Ihr Verein hat auch ein Positionspapier zum „Selbstbestimmungsgesetz“ an alle Parteien geschickt, eine inhaltliche Antwort sind bisher alle Parteien schuldig geblieben. Der Verein kritisiert darin unter anderem, dass hier Politik für Menschen mit Transsexualität gemacht werde, ohne dass wirklich jene angehört werden, die es direkt betrifft. Warum ist das so? Weil sich viele „Trans*Vereine“ als „Vertretende für Alle“ bezeichnen. Diese Vereine erhalten Fördermittel aus der Politik, da sie in die politische Ausrichtung passen.

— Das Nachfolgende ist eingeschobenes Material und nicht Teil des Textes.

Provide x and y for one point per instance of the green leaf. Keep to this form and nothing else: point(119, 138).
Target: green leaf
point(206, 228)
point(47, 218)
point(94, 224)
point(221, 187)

Ein Kritikpunkt von Feministinnen ist der mögliche Wegfall von Schutzräumen. Wie könnte man dieser Problematik bestmöglich begegnen?
Indem klare Grenzen definiert und anerkannt werden: Frauenschutzräume sind vollumfänglich körpergeschlechtlichen Frauen vorbehalten. Da auch „Trans*Frauen“ ebenso wie „nicht-binäre Personen“ Schutzbedürfnisse haben, sollte dies zu eigenen Schutzräumen führen, statt zur Übernahme vorhandener Frauenschutzräume. Es geht auch um die große Anzahl besonders schutzbedürftiger Frauen und Mädchen, die Erfahrungen mit sexuellen Übergriffen gemacht haben, und für die das traumatische Erlebnis in einem für sie vermeintlich sicheren Schutzraum durch die unerwartete Konfrontation mit einem als bedrohlich empfundenen männlichen Genital erneut auftritt. Dies führt in der Konsequenz wahrscheinlich dazu, dass viele dieser Frauen künftig von der Nutzung entsprechender Räume – Umkleiden, Sport- oder Schwimmeinrichtungen – gänzlich abgehalten werden.
Welche Forderungen hat der Verein an die Parteien mit Blick auf das geplante „Selbstbestimmungsgesetz“?
Unsere Hauptforderung ist es, dass gerade mit Bezug auf die geschlechtliche Selbstbestimmung zuerst einmal die Optionen mit allen Gruppen, die dadurch betroffen sind, geklärt werden. Denn eine „echte Selbstbestimmung“ kann ja nur erfolgen, wenn dafür die Grundlagen klar und eindeutig sind! Durch das unreflektiert umgesetzte „Selbstbestimmungsgesetz“ käme es zu einer neuen Form der Fremdbestimmung, die diesmal von einer Minderheit ausgeht, deren Angehörigen es anscheinend egal ist, ob sie damit anderen Menschen Schaden zufügen.
Das Gespräch ist ein Auszug aus einem Interview von Schwulissimo, das Michael Schmucker mit Frank Gommert geführt hat.